5月15日、東急田園都市線青葉台駅で痴漢を疑われた30代男性が線路に飛び降り、列車に跳ねられて死亡する事故が起きた。

今年3月、JR埼京線で痴漢行為を指摘された男性が線路に降りて逃走したのを皮切りに、都内で同様のニュースが相次いでいる。
5月11日にはJR新橋駅で男性が線路上を逃走し、朝のラッシュに大きな影響を与えた。5月12日にはJR上野駅で男性が改札を突破して逃走し、その後近くの雑居ビルから転落死している。

逃走した男性は、痴漢をしたかもしれないし、していないかもしれない。「冤罪」の可能性もある。痴漢を疑われたらどう行動すればいいのか、警察に引き渡されたら無罪を証明できるのか……。Twitterで「痴漢冤罪」「痴漢申告」がトレンド入りするなど、ネットでは痴漢冤罪が大きなトピックとなっている。

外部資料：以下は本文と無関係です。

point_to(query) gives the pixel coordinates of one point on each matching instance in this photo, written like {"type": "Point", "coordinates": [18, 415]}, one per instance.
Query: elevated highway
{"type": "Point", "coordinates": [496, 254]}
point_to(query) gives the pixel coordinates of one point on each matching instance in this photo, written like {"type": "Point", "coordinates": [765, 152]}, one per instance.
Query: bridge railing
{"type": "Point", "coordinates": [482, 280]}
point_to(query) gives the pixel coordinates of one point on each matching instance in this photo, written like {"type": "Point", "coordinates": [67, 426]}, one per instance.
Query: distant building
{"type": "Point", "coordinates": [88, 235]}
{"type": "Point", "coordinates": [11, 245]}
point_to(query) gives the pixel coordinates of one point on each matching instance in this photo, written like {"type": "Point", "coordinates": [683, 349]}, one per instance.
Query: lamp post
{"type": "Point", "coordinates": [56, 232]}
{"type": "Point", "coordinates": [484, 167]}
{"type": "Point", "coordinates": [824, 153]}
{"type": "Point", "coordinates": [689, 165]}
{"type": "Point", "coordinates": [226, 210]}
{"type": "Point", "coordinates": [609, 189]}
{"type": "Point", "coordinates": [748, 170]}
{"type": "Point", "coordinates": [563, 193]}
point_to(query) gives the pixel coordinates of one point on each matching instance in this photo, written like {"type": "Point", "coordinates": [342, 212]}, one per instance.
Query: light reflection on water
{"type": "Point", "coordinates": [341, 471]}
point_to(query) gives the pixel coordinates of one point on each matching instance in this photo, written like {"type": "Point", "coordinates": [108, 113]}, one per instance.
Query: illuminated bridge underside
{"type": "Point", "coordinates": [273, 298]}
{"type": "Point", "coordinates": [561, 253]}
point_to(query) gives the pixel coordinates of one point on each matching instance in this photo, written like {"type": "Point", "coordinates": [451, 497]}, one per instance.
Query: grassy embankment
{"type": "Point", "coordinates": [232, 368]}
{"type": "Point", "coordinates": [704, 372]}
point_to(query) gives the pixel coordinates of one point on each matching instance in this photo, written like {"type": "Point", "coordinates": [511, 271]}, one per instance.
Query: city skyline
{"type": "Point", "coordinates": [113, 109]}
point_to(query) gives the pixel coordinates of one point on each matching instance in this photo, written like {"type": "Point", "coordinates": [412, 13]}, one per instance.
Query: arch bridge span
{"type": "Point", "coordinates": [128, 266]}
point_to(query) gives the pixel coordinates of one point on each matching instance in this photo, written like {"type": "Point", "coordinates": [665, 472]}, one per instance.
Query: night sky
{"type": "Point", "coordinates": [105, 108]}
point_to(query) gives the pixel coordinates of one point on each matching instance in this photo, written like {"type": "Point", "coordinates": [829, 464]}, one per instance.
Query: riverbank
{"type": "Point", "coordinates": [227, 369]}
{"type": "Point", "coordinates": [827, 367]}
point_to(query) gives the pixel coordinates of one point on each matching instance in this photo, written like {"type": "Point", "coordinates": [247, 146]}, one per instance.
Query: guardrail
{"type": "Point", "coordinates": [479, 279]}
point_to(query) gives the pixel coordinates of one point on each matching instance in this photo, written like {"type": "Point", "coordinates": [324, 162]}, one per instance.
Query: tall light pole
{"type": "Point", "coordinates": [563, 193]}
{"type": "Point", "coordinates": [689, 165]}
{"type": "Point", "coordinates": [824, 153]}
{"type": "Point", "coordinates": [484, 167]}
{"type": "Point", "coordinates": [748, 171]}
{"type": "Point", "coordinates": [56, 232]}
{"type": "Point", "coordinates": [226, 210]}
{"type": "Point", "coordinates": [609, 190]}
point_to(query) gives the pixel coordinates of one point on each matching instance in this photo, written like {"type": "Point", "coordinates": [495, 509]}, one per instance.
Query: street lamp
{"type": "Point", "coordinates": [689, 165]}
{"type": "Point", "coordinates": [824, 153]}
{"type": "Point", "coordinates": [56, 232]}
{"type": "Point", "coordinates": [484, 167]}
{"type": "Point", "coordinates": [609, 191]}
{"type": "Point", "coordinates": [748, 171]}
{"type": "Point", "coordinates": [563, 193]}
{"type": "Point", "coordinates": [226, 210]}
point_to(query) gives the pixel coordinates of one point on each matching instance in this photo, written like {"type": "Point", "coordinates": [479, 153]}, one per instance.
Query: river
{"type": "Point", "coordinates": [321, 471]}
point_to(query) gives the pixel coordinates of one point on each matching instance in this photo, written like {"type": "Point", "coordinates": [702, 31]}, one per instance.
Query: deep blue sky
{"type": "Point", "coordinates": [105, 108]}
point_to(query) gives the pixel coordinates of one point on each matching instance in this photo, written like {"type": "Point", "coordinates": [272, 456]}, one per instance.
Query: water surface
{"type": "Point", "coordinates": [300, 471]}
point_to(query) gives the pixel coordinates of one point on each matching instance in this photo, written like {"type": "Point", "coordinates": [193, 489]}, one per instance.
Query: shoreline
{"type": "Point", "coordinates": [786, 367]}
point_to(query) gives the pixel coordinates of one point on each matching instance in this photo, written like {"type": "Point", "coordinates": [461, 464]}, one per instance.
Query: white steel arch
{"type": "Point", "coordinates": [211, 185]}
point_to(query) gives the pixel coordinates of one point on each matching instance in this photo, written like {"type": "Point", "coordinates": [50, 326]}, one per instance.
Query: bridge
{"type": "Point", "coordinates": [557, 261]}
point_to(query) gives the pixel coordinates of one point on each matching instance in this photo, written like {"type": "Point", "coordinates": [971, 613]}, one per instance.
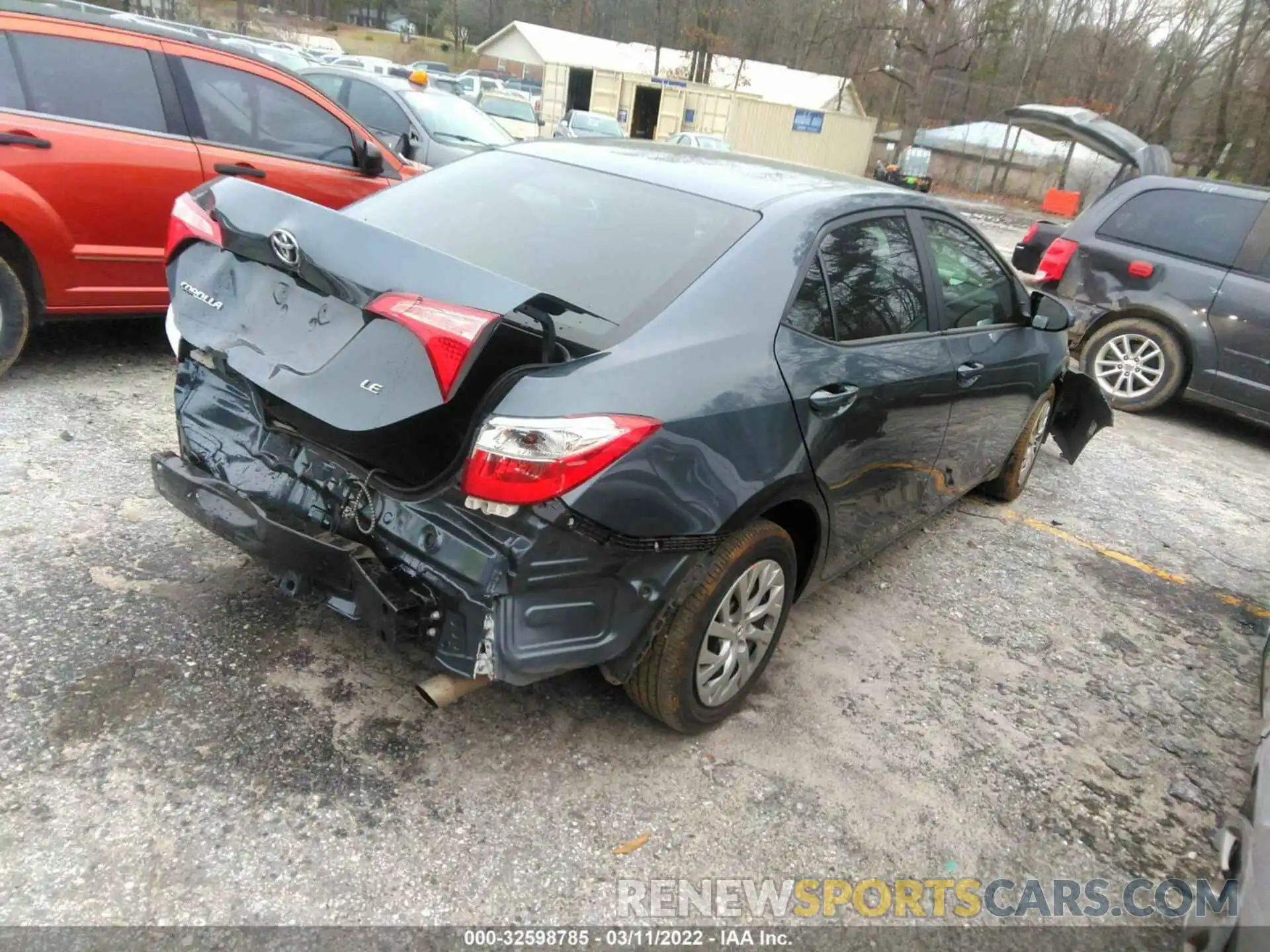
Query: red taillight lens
{"type": "Point", "coordinates": [447, 332]}
{"type": "Point", "coordinates": [526, 461]}
{"type": "Point", "coordinates": [190, 222]}
{"type": "Point", "coordinates": [1054, 262]}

痴漢冤罪の対応には専門家でも意見が分かれているが、ここでひとつの事例を紹介したい。今から半年ほど前、痴漢冤罪を経験した男性に話を聞いた番組がある。Eテレ『ねほりんぱほりん』、「痴漢えん罪経験者」の回(2016年12月7日放送)だ。
「ねほりんぱほりん」痴漢冤罪経験者の回を改めて振り返る「ここじゃなんなんで、駅事務所行きましょう」
『ねほりんぱほりん ニンゲンだもの』(マガジンハウス)番組内容や制作秘話などを収録した番組本が6月29日に刊行予定。「偽装キラキラ女子」「地下アイドル」「元薬物中毒者」など攻めたゲストがよみがえる。2017年3月に放送終了。「シーズン2」があるとかないとか……。

刑事「おーい!こいつローンがあるんだってよ!」


『ねほりんぱほりん』はMCのYOUと山里亮太がモグラに、ゲストがブタに姿を変え、赤裸々トークを展開する人形劇。この日のゲストはキヨシさん(仮名 53歳)。通勤電車で痴漢の疑いをかけられたのは16年前のこと。乗り換えのためにホームに降り、階段の前に来たところで女性に肩を掴まれ「こいつ痴漢!」と叫ばれた。
もちろん覚えはない。

キヨシさん「駅員が『ここじゃなんなんで、駅事務所行きましょう』と」「こっちもそんなこと言われたから『この野郎!』って思ってるわけですよ。他の所に行って思いっきり言ってやろうと」

場所を移して論破しようと思ったが、駅事務所に着いても駅員は事情を聞かず、そのまま警察に通報。問答無用で駅事務所から交番へ、交番から警察署へと連行されてしまう。薄暗い取調室で待っていると、デカいサングラスとデカいマスクをした刑事が入ってきた。

YOU「やだ、わたし爆笑しちゃうかも。
そんなの出てきたら」
山里「コントかと思っちゃいますよね」

「こっちをビビらせる目的ありあり」な刑事の取り調べが始まる。

キヨシさん「A4くらいのバインダーで思いっきり机を叩いて、お前がやったんだろう!って言ってくるんですよ」
YOU 「ねぇうそでしょ。古い」
キヨシさん「いや、ほんとですよ」

どんなに「やってない」と否定しても、刑事は聞く耳を持たない。「痴漢はみんな最初はやってないって言うんだ」「女が言ってるんだから間違いじゃない」「(どの車両に乗ったか)覚えてないってのは女を物色して車両を変えていたからだろ」「(取調室の外にいる刑事に)おーい、こいつローンがあるんだってよ!」「(調書に)電車内で陰部を露出し……」

この刑事だけが一方的な取調をするのだろうか?『ねほりんぱほりん』では他の痴漢冤罪経験者にも話を聞く。10年以上前に痴漢冤罪にあったケンタさん(仮名 54歳)の場合。刑事に「お前パンツの中まで手入れたんだってな?」と聞かれ否定するが……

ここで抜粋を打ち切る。